Para Maximiliano apud Tucci (1993, p.12): “As origens do instituto, vagas e indefinidas, perdem-se na noite dos tempos, entretanto, a propagação do Tribunal Popular pelo mundo ocidental teve início, perdurando até hoje, em 1215”. Essa ideia tão bem difundiu-se e se adaptou ao longo do tempo em diferentes contextos sociais e políticos. Prevalece que no Brasil, o Tribunal do Júri, estabelecido pela Lei de 18 de junho de 1822, teve sua competência inicialmente definida não para julgar crimes graves contra a vida, mas sim para julgar casos relacionados a crimes de imprensa.
Marcos Bandeira (2010) nesse sentido definiu:
“O Tribunal do Júri foi instituído no Brasil pela Lei de 18 de julho de 1822, com competência para julgar exclusivamente os crimes de imprensa. A sua composição inicial era de vinte e quatro jurados escolhidos “dentre os 27 homens bons, honrados, inteligentes e patriotas”. O réu poderia recusar até dezesseis jurados e só poderia recorrer à clemência do príncipe regente. Posteriormente, a Constituição do Brasil imperial previu o Tribunal do Júri como órgão do poder judiciário com competência para se pronunciar sobre os fatos. (MARCOS BANDEIRA, 2010, p. 27-28)”
Igor Alves Noberto Soares (2016) definiu os crimes de imprensa:
“Consideram-se abusos de imprensa, segundo o Decreto de 18 de julho 1822, toda publicação, ainda que verbal, de atos contra a ordem e a tranquilidade da União, das doutrinas incendiárias e subversivas ou qualquer outra com principiologia desorganizadora, capaz de promover a anarquia e a destruição do sistema do reino. (SOARES, 2016, p. 46).”

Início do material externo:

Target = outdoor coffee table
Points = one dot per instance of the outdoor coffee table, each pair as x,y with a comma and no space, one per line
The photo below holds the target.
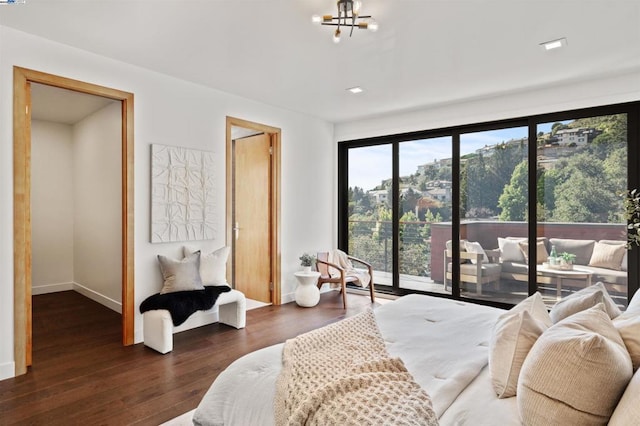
562,274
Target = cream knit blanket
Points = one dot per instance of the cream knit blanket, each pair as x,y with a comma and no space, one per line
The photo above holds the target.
341,374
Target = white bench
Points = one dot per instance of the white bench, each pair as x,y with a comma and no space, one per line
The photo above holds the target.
158,327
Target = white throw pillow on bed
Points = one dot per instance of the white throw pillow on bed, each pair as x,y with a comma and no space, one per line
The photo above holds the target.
511,340
575,373
213,266
584,299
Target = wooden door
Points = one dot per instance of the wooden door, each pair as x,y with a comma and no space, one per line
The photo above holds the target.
252,217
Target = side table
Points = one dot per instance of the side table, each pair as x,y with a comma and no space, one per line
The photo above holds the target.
307,294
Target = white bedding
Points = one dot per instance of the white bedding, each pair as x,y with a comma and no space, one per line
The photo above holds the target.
442,342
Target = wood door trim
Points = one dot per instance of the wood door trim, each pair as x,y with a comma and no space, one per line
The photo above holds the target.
22,79
275,135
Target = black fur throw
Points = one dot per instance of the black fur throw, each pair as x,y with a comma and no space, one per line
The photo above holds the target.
181,304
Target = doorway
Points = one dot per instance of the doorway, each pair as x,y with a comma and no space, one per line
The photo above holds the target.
253,208
23,78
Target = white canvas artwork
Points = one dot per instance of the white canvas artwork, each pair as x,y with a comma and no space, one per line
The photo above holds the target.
182,194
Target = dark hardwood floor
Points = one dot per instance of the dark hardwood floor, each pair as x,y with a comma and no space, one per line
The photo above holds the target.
81,373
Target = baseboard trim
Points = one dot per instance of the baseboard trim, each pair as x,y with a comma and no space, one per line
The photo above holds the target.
7,370
97,297
51,288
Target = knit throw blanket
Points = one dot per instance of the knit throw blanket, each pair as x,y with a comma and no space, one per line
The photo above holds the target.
341,374
182,304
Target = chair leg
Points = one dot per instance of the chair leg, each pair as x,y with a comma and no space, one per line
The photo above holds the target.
344,294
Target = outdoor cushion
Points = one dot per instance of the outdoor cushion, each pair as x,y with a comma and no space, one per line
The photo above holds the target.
581,248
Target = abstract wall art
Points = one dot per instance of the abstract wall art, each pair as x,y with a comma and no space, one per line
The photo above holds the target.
182,194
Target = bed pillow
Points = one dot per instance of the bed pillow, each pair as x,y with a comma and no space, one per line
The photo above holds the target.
213,266
575,373
628,325
607,256
475,247
511,340
584,299
180,275
627,411
541,251
510,250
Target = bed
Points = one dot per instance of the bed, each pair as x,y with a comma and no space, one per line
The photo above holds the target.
443,343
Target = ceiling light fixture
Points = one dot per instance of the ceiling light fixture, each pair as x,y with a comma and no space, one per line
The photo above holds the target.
554,44
348,16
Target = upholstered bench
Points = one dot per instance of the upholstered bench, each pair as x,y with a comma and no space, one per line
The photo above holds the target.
158,327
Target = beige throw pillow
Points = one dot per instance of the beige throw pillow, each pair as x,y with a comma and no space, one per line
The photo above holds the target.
510,250
584,299
512,338
628,325
627,412
607,256
575,373
541,251
475,247
180,275
213,266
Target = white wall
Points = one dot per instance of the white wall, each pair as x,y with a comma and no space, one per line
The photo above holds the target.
97,185
172,112
51,206
611,89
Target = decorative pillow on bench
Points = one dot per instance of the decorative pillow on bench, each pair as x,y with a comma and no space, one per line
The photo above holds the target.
213,266
180,275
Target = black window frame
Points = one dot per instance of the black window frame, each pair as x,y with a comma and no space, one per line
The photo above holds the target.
631,109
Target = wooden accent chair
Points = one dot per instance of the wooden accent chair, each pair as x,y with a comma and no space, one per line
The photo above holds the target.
323,265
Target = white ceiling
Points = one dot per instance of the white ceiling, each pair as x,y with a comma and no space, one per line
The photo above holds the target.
63,106
426,52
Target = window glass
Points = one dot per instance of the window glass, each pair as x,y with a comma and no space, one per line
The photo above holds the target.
582,175
370,226
494,203
425,212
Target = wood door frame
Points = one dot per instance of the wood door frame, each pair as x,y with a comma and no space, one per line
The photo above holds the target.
275,136
22,79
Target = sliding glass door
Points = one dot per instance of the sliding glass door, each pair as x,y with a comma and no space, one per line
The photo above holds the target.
477,211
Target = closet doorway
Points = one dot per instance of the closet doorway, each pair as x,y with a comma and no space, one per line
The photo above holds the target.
23,203
253,209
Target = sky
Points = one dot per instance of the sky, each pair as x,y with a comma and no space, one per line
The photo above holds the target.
369,166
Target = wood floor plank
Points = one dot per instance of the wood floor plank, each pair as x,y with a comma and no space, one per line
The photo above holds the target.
82,375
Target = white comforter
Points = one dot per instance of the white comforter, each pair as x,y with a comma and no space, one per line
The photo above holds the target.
442,342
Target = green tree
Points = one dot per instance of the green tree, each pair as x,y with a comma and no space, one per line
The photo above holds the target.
514,200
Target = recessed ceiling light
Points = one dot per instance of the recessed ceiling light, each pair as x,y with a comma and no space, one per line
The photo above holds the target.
554,44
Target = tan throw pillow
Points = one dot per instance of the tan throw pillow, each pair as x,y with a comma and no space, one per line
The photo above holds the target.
213,266
575,373
511,340
475,247
584,299
607,256
510,251
627,413
541,251
180,275
628,325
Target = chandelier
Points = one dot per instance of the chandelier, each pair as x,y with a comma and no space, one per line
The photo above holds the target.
348,17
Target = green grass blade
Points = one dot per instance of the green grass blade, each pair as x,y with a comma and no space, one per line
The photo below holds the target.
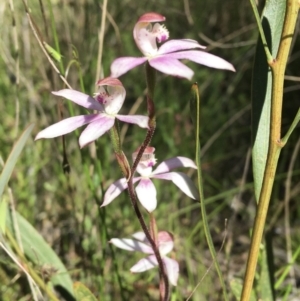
272,23
40,252
13,157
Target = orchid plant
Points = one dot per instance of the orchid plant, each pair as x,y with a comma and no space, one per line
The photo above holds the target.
140,243
107,102
145,190
166,57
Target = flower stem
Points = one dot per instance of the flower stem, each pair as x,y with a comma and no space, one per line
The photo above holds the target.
150,76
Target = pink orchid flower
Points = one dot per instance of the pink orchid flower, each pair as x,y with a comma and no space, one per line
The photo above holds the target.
107,101
141,244
166,57
145,190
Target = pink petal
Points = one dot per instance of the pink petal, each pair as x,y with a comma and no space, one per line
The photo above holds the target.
109,81
123,64
182,181
173,163
203,58
151,17
171,66
172,269
165,247
66,126
115,189
96,129
131,245
79,98
146,193
141,121
144,264
176,45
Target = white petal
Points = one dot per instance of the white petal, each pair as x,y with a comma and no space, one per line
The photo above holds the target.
131,245
123,64
96,129
79,98
66,126
144,264
141,121
176,45
203,58
165,247
173,163
171,66
172,269
182,181
146,193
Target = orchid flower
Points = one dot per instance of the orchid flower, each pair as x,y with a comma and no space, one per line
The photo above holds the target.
107,101
141,244
166,57
146,191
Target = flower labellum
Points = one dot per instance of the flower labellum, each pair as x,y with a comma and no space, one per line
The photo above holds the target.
140,243
107,101
145,190
166,57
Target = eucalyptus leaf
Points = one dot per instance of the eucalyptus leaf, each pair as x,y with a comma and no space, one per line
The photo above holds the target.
272,23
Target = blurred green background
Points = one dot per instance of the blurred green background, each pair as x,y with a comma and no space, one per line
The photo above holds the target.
64,207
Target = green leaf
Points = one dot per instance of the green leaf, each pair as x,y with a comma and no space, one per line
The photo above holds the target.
13,157
40,253
82,293
236,289
272,22
56,55
3,211
265,284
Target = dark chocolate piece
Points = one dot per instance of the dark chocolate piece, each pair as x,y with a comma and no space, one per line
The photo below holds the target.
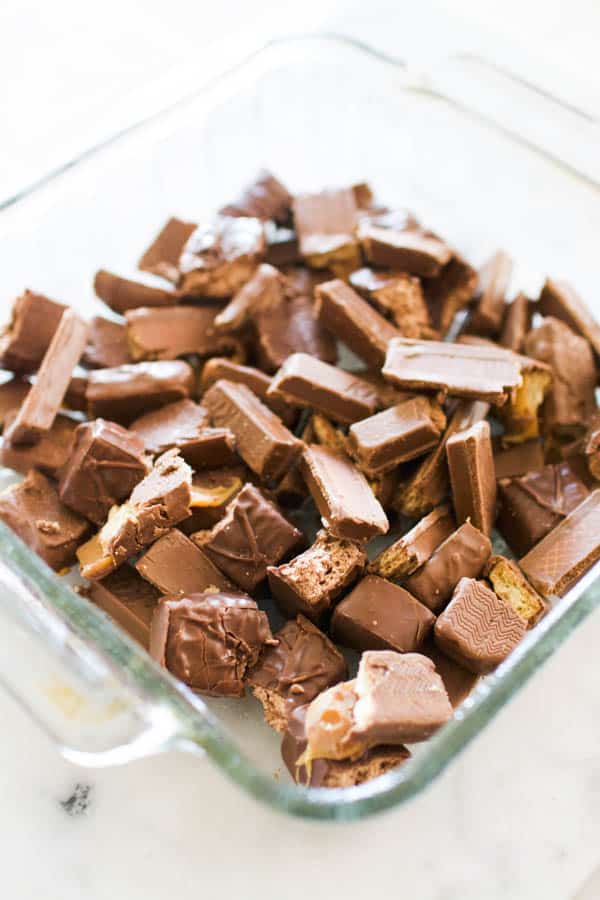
342,495
251,536
209,641
33,510
125,392
478,629
462,555
104,466
306,381
311,582
262,440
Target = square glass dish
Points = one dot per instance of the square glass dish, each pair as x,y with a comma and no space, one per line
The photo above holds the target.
485,161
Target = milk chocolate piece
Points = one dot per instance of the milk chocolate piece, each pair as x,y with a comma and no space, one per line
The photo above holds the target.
408,250
472,476
162,256
571,399
396,435
462,555
531,505
159,501
354,322
511,586
460,370
125,392
414,548
107,345
312,581
128,599
567,552
325,224
24,341
49,455
220,257
104,466
379,615
294,670
38,412
185,425
306,381
494,280
263,442
176,565
251,536
342,495
209,641
560,300
33,510
478,629
121,294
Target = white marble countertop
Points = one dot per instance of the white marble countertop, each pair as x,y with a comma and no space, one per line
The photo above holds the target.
517,816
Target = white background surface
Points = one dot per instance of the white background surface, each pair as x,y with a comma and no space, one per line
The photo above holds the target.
518,816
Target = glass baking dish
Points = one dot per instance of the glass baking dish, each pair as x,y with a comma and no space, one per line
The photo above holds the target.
482,158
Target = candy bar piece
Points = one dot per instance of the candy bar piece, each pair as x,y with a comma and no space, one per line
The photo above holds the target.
533,504
49,455
560,300
354,321
262,440
334,773
312,581
121,294
38,412
162,256
408,250
413,549
342,495
159,501
511,586
291,672
209,641
185,425
125,392
220,257
306,381
24,341
379,615
478,628
567,552
518,460
251,536
494,280
462,555
176,565
128,599
571,399
34,512
107,345
325,224
396,435
104,466
475,372
472,476
428,485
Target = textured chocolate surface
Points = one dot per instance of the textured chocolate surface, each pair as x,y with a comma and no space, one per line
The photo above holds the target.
342,495
105,464
462,555
209,641
379,615
250,537
478,629
34,512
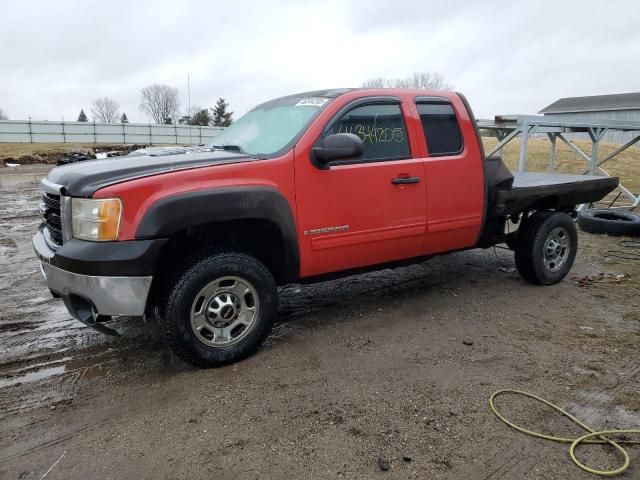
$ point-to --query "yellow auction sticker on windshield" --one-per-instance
(312, 102)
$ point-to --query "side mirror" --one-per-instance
(339, 146)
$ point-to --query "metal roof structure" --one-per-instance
(508, 127)
(594, 103)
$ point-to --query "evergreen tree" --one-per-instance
(221, 118)
(201, 117)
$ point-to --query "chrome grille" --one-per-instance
(50, 211)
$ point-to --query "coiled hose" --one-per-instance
(592, 437)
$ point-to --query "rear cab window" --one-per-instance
(440, 127)
(381, 128)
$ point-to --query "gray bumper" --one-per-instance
(110, 296)
(90, 296)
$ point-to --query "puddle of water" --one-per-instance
(33, 375)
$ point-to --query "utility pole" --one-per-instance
(189, 105)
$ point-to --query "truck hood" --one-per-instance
(82, 179)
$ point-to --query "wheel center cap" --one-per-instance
(227, 312)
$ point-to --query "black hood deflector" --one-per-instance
(83, 179)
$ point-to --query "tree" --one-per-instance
(201, 117)
(160, 102)
(105, 110)
(418, 80)
(221, 118)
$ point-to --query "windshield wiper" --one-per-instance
(230, 148)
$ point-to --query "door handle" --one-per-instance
(405, 180)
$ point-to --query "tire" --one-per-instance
(547, 247)
(208, 296)
(610, 221)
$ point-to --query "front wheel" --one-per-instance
(220, 308)
(546, 247)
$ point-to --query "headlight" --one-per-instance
(96, 219)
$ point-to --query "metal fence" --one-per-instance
(25, 131)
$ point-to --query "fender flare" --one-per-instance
(174, 213)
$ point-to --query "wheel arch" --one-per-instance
(256, 220)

Para Denys Regis Vieira de Lima:
“No Brasil, o Tribunal do Júri teve sua origem em 18 de junho de 1822, através de um decreto proclamado pelo Príncipe Dom Pedro, com a criação da primeira Lei de Imprensa, e teve participação efetiva do então ministro do reino, José Bonifácio de Andrada e Silva. O papel do referido Decreto no surgimento da nossa atual estrutura de Tribunal do Júri está na forma de julgamento preceituado para os crimes de abuso contra a liberdade de imprensa. O Corregedor de Crimes da Corte e Casa nomeava vinte e quatro cidadãos que seriam escolhidos dentre “os homens bons, honrados, inteligentes e patriotas, com o direito de recusação de dezesseis, por parte dos réus”. Os restantes participariam da averiguação do fato e, chegando à conclusão sobre a culpa do réu, era imposta a pena que só poderia ser revista em face de apelação pelo então Príncipe Dom Pedro I.”
Ao longo deste capítulo, buscou-se traçar um panorama histórico e jurídico sobre as origens do Tribunal do Júri, tanto em cenários internacionais quanto no contexto brasileiro, apresentando posicionamentos doutrinários. Da Magna Carta inglesa de 1215 à legislação brasileira de 1822, percebe-se a constante evolução e adaptação deste instituto ao longo dos séculos, refletindo as necessidades e transformações sociais. As diversas perspectivas apresentadas revelam a complexidade e riqueza do Tribunal do Júri, uma instituição que, apesar de suas origens antigas, ainda se mostra essencial e relevante no atual sistema judiciário. O compromisso do Brasil com a manutenção e valorização do Tribunal do Júri demonstra a importância de garantir a participação popular na administração da justiça, assegurando assim uma maior legitimidade nas decisões tomadas.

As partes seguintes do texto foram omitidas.